Constrained binning and the anvi’o metabins are particularely relevant to navigate among large metagenomic assemblies regardless of the metagenomic signal used for guidance (e.g., phylogeny, taxonomy, function, complete metabolic pathway, or even a combination of pathways - your imagination is the limit!). Each metabin can be visualized in the anvi’o interactive interface to manually delineate environmental genomes of known and unknown origin with confidence, as examplified in the two figures. In the case of Tara Oceans and the RNApolB marker gene, our phylogenetic tree pointed to a small forest of metabins containing large and complex environmental genomes distant from anything known before. But what can other markers reveal within the scope of Tara Oceans?
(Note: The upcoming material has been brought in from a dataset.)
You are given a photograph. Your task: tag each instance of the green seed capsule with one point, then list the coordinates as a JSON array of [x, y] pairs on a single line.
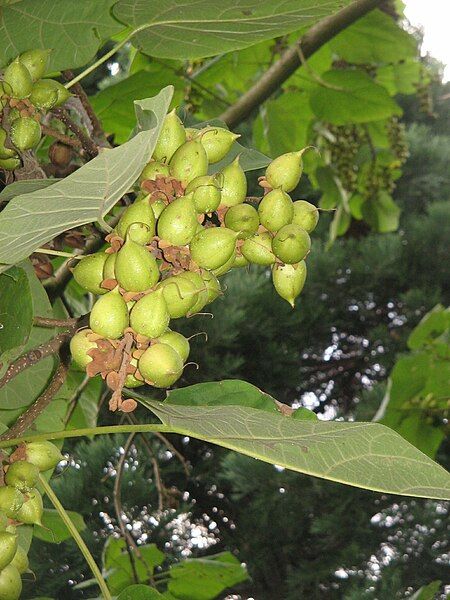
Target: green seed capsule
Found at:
[[161, 365], [306, 215], [177, 341], [89, 272], [242, 218], [217, 142], [22, 475], [285, 171], [171, 137], [178, 221], [289, 280], [10, 583], [291, 244], [234, 184], [136, 269], [18, 78], [213, 247], [150, 316], [109, 315], [25, 133], [258, 249], [189, 161], [275, 210], [36, 61]]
And what awaits to be discovered in other ecosystems? Expanding this approach to other markers and ecosystems is already providing more insights. Critically, decorating metabins with relevant signal provides the ability to zoom in and out on known and unknown compartments of metagenomics with relative ease. This methodology could play a more important role in the ongoing efforts to characterize the microbial Tree of Life with environmental genomics, however some bottlenecks need to be resolved first if we want to democratize its use among microbial ecologists and evolutionary biologists. This is a work in progress. Maybe I am an idealist, but I am looking towards a decentralized genome-resolved metagenomic journey that would empower cohorts of motivated researchers to manually characterize, curate and exploit a broad range of environmental genomes from large metagenomic projects. If this were to work, no one would have to perform large genome-resolved metagenomic surveys on their own. Instead, we could explore the environmental genomics of microorganisms and their viruses together!